I recently shared Tom Limoncelli’s excellent critique of the BSD find(1) man page in the documentation channel at work. One of my coworkers responded with “that’s why I just use mlocate”, and that made me very sad. Sure, mlocate is a great tool if you know there’s a file somewhere that has a particular name (assuming it was created before the last time updatedb was run), but that’s about the best you can do.

There are plenty of examples on how to use find out there, but I haven’t written a “here’s a basic thing about Linux” post in a while, so I’ll add to the pile. find takes, at a minimum, a path to find things in. For example:

find /

will find (and print) every file on the system. Probably not all that useful. You can change the path argument to narrow things down a bit, but that’s still probably not all that useful to you. So let’s throw in some additional arguments to constrain it. Maybe you want to find all the JPEG files in your home directory?

find ~ -name '*jpg'

But wait! What if some of them have an uppercase extension?

find ~ -iname '*jpg'

Aw, but I bet some of the pictures have an extension of .jpeg because 8.3 is so 1985. Well, we can combine them in a slightly ugly fashion:

find ~ \( -iname '*jpeg' -o -iname '*jpg' \)

Oh, but you have some directories that end in jpg? (Why you named a directory “bucketofjpg” instead of “pictures” is beyond me) We can modify it to only look for files!

find ~ \( -iname '*jpeg' -o -iname '*jpg' \) -type f

Or maybe you’d just like to find those directories so you can rename them later:

find ~ \( -iname '*jpeg' -o -iname '*jpg' \) -type d

It turns out you’ve been taking a lot of pictures lately, so let’s narrow this down to ones whose status has changed in the last week.

find ~ \( -iname '*jpeg' -o -iname '*jpg' \) -type f -ctime -7

You can do time filters based on file status change time (ctime), modification time (mtime), or access time (atime). These are in days, so if you want finer-grained control, you can express it in minutes instead (cmin, mmin, and amin, respectively). Unless you know exactly the time you want, you’ll probably prefix the number with a + (more than) or – (less than). The time arguments are probably the ones I use most often.

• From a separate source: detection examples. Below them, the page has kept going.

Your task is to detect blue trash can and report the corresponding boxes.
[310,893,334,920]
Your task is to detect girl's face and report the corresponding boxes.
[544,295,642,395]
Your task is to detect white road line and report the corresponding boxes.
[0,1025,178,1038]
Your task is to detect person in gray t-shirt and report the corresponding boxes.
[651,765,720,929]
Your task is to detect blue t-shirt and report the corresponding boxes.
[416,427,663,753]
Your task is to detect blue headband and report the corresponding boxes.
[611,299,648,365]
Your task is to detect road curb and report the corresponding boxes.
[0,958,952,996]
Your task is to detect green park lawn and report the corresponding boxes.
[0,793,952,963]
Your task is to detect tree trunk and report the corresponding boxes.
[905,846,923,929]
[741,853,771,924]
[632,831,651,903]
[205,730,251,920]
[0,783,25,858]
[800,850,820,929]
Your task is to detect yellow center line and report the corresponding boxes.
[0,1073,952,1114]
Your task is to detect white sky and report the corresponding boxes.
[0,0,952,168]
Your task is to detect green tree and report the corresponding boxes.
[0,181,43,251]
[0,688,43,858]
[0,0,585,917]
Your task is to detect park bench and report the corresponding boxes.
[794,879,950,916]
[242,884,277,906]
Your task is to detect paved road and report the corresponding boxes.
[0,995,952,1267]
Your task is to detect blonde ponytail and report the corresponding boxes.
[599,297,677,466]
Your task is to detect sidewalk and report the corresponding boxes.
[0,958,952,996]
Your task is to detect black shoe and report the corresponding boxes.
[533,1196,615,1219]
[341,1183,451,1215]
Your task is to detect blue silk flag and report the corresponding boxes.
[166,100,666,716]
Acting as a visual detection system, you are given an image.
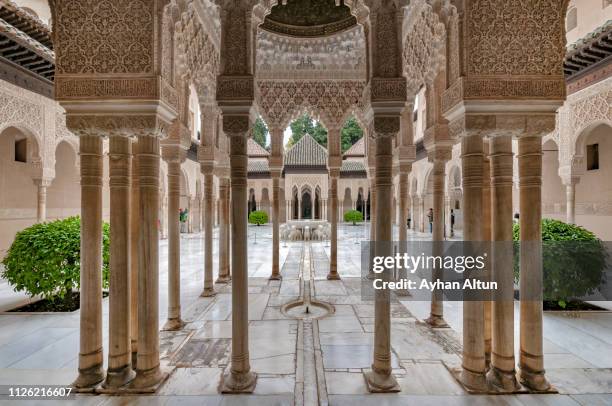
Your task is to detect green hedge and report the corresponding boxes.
[2,217,110,300]
[513,219,608,307]
[249,210,268,226]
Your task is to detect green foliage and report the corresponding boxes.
[249,210,268,226]
[344,210,363,225]
[253,117,268,149]
[285,114,363,152]
[513,219,608,308]
[286,114,327,148]
[340,117,363,153]
[179,209,189,223]
[2,217,110,300]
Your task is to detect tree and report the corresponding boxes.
[340,117,363,153]
[513,219,608,308]
[253,117,268,149]
[2,217,110,308]
[344,210,363,225]
[249,210,268,226]
[286,114,327,148]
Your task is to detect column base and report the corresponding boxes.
[101,365,136,391]
[162,317,186,331]
[424,314,449,328]
[200,288,217,297]
[219,367,257,393]
[72,364,104,392]
[459,368,489,393]
[215,275,232,283]
[129,365,168,393]
[487,366,521,393]
[519,367,556,392]
[363,370,401,393]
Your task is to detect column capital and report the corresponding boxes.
[162,144,187,164]
[32,178,53,187]
[449,112,556,138]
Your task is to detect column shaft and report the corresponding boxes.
[427,159,448,327]
[164,159,183,330]
[200,171,215,297]
[130,139,140,367]
[104,136,135,388]
[270,176,282,279]
[132,136,163,390]
[398,172,409,241]
[565,181,576,224]
[327,174,340,280]
[222,133,257,392]
[518,137,550,391]
[461,134,486,391]
[74,136,104,388]
[483,136,518,391]
[365,135,399,392]
[217,178,230,283]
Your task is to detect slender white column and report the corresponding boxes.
[426,157,450,327]
[221,124,257,393]
[132,135,165,391]
[483,135,519,392]
[74,136,104,389]
[461,133,487,391]
[563,177,580,224]
[518,136,550,391]
[270,171,282,280]
[217,177,230,283]
[200,164,216,297]
[130,138,140,367]
[34,179,51,223]
[164,147,184,330]
[104,136,136,388]
[365,126,400,392]
[327,173,340,280]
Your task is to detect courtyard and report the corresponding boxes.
[0,224,612,405]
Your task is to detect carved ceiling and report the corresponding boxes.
[262,0,357,37]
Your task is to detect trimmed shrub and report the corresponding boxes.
[249,210,268,226]
[513,219,608,308]
[2,217,110,301]
[344,210,363,225]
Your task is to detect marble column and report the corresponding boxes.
[270,170,282,280]
[130,138,140,367]
[104,136,136,388]
[164,151,184,330]
[398,170,410,243]
[217,177,230,283]
[200,164,216,297]
[482,145,492,369]
[132,135,166,391]
[327,173,340,280]
[461,133,487,391]
[518,136,550,391]
[34,179,51,223]
[426,157,450,327]
[483,135,519,392]
[74,136,104,389]
[365,125,400,392]
[220,125,257,393]
[563,177,580,224]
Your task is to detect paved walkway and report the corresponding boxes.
[0,226,612,406]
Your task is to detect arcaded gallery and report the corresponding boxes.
[0,0,612,406]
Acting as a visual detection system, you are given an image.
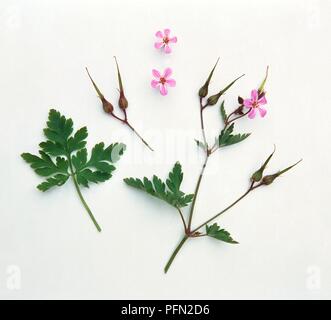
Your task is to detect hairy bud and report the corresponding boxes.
[199,58,220,98]
[101,98,114,113]
[85,68,114,113]
[114,57,129,110]
[262,159,302,185]
[251,146,276,182]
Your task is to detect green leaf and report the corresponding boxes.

Maybe you’re running out of disk space, so you want to find all of the gigantic (let’s define that as greater than 1 gigabyte) files in the log directory:

find /var/log -size +1G

Or maybe you want to find all the files owned by bcotton in /data:

find /data -owner bcotton

You can also look for files based on permissions. Perhaps you want to find all of the world-readable files in your home directory to make sure you’re not oversharing.

find ~ -perm -o=r

So far, all we’ve done is print the file paths, which is useful, but sometimes you want to do more. find has a few built in actions (like -delete), but it’s true power comes in giving input for other commands to act on. In the simplest case, you can pipe the output to something like xargs. There’s also the -exec action, which allows you to execute more complicated actions against the output. For example, if you wanted to get the md5sum of all of your Python scripts:

find ~ -type f -name '*.py' -exec md5sum {} \;

(Yes, you could pipe to xargs here, too, but that’s not the point.) Note the \; at the end. That’s very important.

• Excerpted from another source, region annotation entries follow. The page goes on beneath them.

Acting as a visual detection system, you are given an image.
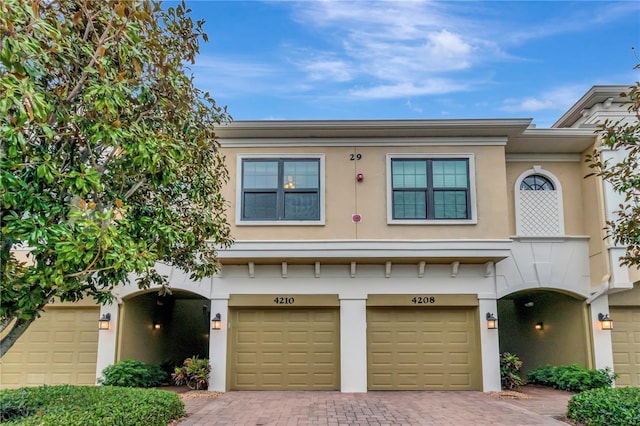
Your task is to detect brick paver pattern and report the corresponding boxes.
[180,391,564,426]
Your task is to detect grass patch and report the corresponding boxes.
[0,385,185,426]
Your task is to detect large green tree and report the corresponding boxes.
[587,68,640,267]
[0,0,231,355]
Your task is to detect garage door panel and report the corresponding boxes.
[0,307,99,388]
[422,331,444,345]
[229,308,340,390]
[367,308,481,390]
[610,306,640,386]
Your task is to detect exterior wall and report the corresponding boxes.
[223,145,509,241]
[581,144,611,287]
[496,237,591,299]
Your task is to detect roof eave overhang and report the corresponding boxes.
[218,239,512,264]
[216,118,531,141]
[551,85,630,128]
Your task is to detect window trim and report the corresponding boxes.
[386,152,478,225]
[513,165,565,236]
[235,152,325,226]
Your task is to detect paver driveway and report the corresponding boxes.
[180,391,564,426]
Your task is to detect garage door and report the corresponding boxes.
[610,307,640,386]
[0,308,99,388]
[367,307,482,390]
[229,308,340,390]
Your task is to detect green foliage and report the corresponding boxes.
[0,0,231,355]
[171,355,211,389]
[500,352,524,390]
[567,387,640,426]
[100,360,167,388]
[586,64,640,266]
[0,385,185,426]
[527,364,616,392]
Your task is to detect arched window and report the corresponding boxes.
[520,175,556,191]
[515,166,564,237]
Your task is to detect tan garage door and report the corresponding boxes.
[367,307,482,390]
[0,308,99,388]
[229,308,340,390]
[610,307,640,386]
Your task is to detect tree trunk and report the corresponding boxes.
[0,317,35,358]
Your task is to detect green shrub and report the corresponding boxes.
[500,352,524,390]
[0,385,185,426]
[567,388,640,426]
[99,359,167,388]
[171,355,211,389]
[527,364,616,392]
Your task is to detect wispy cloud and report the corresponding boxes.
[501,85,588,112]
[349,79,466,99]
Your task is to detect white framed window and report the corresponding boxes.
[236,154,325,225]
[514,165,564,237]
[387,154,477,225]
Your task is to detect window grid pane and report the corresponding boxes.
[393,191,427,219]
[433,191,467,219]
[242,192,278,220]
[242,161,278,189]
[283,161,320,189]
[433,160,467,188]
[391,160,427,189]
[391,158,471,220]
[284,192,320,220]
[241,158,320,221]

Warning! You can really cause a world of hurt if you’re not careful with the output of find. Files that contain spaces or other special characters might cause unexpected behavior when passed to another command. Be very careful. One way to mitigate your risk is to use -ok instead of -exec. This prompts you before executing each line (but it might get tedious if you have a lot of lines to process). The -ls action escapes special characters, so that might be useful when piping to another program.

This post only begins to scratch the surface of what find can do. Combining tests with boolean logic can give you incredible flexibility to find exactly the files you’re looking for. Have any favorite find expressions? Share them in the comments!